Deep Sequencing of Plasma Exosomal microRNA Level in Psoriasis Vulgaris Patients.

作者信息

Chen Xiu-Min, Yao Dan-Ni, Wang Mao-Jie, Wu Xiao-Dong, Deng Jing-Wen, Deng Hao, Huang Run-Yue, Lu Chuan-Jian

机构信息

State Key Laboratory of Dampness Syndrome of Chinese Medicine, The Second Affiliated Hospital of Guangzhou University of Chinese Medicine (Guangdong Provincial Hospital of Chinese Medicine), Guangzhou, China.

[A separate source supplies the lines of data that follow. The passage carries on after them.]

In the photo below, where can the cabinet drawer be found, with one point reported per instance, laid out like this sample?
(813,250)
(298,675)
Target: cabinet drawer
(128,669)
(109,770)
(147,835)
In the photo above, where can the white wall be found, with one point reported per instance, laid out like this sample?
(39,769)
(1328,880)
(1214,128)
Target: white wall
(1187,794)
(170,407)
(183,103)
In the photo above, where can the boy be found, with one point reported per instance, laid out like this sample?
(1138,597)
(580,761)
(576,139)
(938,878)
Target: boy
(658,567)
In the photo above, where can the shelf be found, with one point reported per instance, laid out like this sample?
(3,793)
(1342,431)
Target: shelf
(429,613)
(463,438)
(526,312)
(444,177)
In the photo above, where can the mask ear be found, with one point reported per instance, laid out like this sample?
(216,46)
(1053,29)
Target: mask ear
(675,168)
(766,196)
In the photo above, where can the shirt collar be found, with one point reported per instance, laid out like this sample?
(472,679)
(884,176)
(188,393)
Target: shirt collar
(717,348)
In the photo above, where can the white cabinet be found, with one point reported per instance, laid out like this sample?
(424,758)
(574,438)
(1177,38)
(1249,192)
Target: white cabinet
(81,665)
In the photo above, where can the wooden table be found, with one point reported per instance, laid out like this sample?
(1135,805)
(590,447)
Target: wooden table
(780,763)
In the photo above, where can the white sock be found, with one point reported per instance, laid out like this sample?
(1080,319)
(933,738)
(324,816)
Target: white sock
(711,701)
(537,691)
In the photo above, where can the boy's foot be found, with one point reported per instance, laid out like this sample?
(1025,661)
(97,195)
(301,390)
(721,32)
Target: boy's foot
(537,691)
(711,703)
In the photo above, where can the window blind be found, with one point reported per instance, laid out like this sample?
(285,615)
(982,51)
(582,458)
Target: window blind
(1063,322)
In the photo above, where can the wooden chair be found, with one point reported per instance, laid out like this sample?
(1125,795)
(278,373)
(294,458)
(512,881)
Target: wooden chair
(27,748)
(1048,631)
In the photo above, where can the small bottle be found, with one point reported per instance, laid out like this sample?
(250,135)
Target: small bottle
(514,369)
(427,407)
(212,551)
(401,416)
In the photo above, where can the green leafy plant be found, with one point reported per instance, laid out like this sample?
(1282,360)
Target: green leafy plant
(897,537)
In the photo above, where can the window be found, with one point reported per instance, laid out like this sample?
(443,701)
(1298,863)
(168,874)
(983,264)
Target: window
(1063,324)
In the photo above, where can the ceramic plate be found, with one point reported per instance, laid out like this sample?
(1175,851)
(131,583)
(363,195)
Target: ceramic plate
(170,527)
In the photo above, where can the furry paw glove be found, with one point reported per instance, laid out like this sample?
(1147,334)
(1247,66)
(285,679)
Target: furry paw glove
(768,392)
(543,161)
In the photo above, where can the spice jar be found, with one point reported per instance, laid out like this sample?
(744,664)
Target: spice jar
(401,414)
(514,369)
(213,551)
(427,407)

The Second Affiliated Hospital, Guangzhou University of Chinese Medicine (Guangdong Provincial Hospital of Chinese Medicine), Guangzhou, China.

出版信息

Front Med (Lausanne). 2022 May 19;9:895564. doi: 10.3389/fmed.2022.895564. eCollection 2022.

Abstract

Psoriasis is a chronic skin disease affecting 1% to 3% of the world population. Psoriasis vulgaris (PV) is the most common form of psoriasis. PV patients suffer from inflamed, pruritic and painful lesions for years (even a lifetime). However, conventional drugs for PV are costly. Considering the need for long-term treatment of PV, it is urgent to discover novel biomarkers and therapeutic targets. Plasma exosomal miRNAs have been identified as the reliable biomarkers and therapy targets of human diseases. Here, we described the levels of serum exosomal miRNAs in PV patients and analyzed the functional features of differently expressed miRNAs and their potential target genes for the first time. We identified 1182 miRNAs including 336 novel miRNAs and 246 differently expressed miRNAs in serum exosomes of healthy people and PV patients. Furthermore, the functional analysis found differently expressed miRNA-regulated target genes enriched for specific GO terms including primary metabolic process, cellular metabolic process, metabolic process, organic substance metabolic process, and Kyoto Encyclopedia of Genes and Genomes (KEGG) pathway containing cellular processes, human diseases, metabolic pathways, metabolism and organismal systems. In addition, we found that some predicted target genes of differentially expressed miRNAs, such as CREB1, RUNX2, EGFR, are both involved in inflammatory response and metabolism. In summary, our study identifies many candidate miRNAs involved in PV, which could provide potential biomarkers for diagnosis of PV and targets for clinical therapies against PV.

摘要

银屑病是一种慢性皮肤病,影响着全球1%至3%的人口。寻常型银屑病(PV)是银屑病最常见的形式。PV患者多年来(甚至终生)都遭受着炎症性、瘙痒性和疼痛性皮损的困扰。然而,用于PV的传统药物价格昂贵。考虑到PV需要长期治疗,迫切需要发现新的生物标志物和治疗靶点。血浆外泌体微小RNA(miRNA)已被确定为人类疾病的可靠生物标志物和治疗靶点。在此,我们首次描述了PV患者血清外泌体miRNA的水平,并分析了差异表达miRNA的功能特征及其潜在靶基因。我们在健康人和PV患者的血清外泌体中鉴定出1182种miRNA,包括336种新的miRNA和246种差异表达的miRNA。此外,功能分析发现差异表达的miRNA调控的靶基因富集于特定的基因本体(GO)术语,包括初级代谢过程、细胞代谢过程、代谢过程、有机物质代谢过程,以及京都基因与基因组百科全书(KEGG)通路,涵盖细胞过程、人类疾病、代谢通路、新陈代谢和机体系统。此外,我们发现一些差异表达miRNA的预测靶基因,如CREB1、RUNX2、表皮生长因子受体(EGFR),既参与炎症反应又参与新陈代谢。总之,我们的研究鉴定出许多与PV相关的候选miRNA,这可为PV的诊断提供潜在生物标志物,并为针对PV的临床治疗提供靶点。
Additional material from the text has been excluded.